News emerged last week of yet another security event in the digital currency exchange ecosystem, this time impacting a Hong Kong-based service involved in the sale of assets related to Ethereum-based decentralized autonomous organizations (DAOs).
As reported on Friday, Gatecoin experienced a cyberattack on its hot wallets that resulted in the loss of funds. A new update from the exchange team indicated that as much as $2m was lost, confirming rumors that circulated soon after the hack became apparent.
Gatecoin has claimed that it lost as much as 185,000 ethers and 250 bitcoins, an amount worth roughly $2.14m at press time. The exchange further said that it believes the hack first began on 9th May, and that it continued over the following three days.
While details remain unclear – Gatecoin has said that it is conducting an internal review of the incident – the company suggested in a statement on the hack that its process for storing funds offline had also been compromised.
Gatecoin said in a statement:
“We have previously communicated the fact that most clients’ crypto-asset funds are stored in multi-signature cold wallets. However, the malicious external party involved in this breach, managed to alter our system so that ETH deposit transfers by-passed the multi-sig cold storage and went directly to the hot wallet during the breach period. This means that losses of ETH funds exceed the 5% limit that we imposed on our hot wallets.”
The timing of the hack was notable given the ongoing crowdsale for TheDAO, an organization using Ethereum-based tokens to vote on and fund development proposals.
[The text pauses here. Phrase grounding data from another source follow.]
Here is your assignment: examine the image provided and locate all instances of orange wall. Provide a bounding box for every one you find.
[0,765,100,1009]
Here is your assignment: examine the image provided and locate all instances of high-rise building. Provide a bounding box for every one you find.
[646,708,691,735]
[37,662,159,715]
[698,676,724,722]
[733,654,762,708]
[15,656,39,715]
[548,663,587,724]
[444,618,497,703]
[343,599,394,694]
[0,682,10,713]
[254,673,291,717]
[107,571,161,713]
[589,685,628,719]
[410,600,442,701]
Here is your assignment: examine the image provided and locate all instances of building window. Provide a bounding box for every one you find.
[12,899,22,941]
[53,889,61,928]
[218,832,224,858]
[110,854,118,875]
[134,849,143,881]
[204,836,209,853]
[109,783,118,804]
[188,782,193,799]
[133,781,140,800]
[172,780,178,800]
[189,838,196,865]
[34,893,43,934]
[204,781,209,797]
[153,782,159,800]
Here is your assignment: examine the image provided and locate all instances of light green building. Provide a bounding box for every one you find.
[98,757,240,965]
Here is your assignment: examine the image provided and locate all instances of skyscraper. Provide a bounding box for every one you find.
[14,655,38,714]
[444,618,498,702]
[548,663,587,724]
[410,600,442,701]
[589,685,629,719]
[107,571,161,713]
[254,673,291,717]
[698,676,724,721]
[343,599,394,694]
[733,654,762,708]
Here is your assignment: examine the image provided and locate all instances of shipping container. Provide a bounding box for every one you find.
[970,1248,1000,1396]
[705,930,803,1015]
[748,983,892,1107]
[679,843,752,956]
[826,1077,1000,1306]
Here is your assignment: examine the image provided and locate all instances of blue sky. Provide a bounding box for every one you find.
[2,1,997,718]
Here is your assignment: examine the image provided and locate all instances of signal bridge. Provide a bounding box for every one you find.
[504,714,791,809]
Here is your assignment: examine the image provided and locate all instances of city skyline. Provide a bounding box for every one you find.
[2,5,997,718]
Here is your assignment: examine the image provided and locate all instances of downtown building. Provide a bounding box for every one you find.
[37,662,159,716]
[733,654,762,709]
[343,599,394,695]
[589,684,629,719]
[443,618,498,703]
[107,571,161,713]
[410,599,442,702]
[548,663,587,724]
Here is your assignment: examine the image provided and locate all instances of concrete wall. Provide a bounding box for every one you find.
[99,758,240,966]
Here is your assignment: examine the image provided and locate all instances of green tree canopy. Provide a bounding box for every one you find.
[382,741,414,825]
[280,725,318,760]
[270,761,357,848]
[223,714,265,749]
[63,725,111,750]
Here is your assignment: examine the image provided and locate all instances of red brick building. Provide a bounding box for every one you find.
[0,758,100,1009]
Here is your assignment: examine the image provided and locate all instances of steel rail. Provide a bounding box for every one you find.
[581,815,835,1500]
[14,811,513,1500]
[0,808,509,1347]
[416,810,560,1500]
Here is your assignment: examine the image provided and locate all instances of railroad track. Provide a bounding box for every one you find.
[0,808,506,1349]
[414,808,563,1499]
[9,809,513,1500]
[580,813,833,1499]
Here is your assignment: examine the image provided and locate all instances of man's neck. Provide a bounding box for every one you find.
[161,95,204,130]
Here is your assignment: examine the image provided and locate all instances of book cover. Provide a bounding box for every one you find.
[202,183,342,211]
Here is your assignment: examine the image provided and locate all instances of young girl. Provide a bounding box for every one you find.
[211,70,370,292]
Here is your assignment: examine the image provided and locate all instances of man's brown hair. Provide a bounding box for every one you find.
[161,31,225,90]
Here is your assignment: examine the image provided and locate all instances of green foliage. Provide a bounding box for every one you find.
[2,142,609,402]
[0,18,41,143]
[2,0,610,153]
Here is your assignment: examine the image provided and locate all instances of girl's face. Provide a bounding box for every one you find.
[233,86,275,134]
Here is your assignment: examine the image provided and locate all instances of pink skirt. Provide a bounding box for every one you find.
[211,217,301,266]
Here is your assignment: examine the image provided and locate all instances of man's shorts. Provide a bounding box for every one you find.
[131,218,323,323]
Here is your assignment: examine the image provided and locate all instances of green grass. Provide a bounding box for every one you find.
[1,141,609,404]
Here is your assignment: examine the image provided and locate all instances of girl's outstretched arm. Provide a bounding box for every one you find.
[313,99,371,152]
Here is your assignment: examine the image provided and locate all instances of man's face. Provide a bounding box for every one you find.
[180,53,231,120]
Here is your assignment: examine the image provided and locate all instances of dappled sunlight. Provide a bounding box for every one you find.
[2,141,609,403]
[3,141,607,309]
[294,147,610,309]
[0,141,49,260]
To date, that effort has raised approximately 10.72m ETH, worth nearly $120m at the time of this writing.
Gatecoin was one of several exchanges offering purchases of those tokens, and in the aftermath of the hack says that it will build a portal for withdrawing DAO-related tokens in the next two weeks, as well as fiat currencies.
No indication was given as to when withdrawals of bitcoin and ethers will be processed.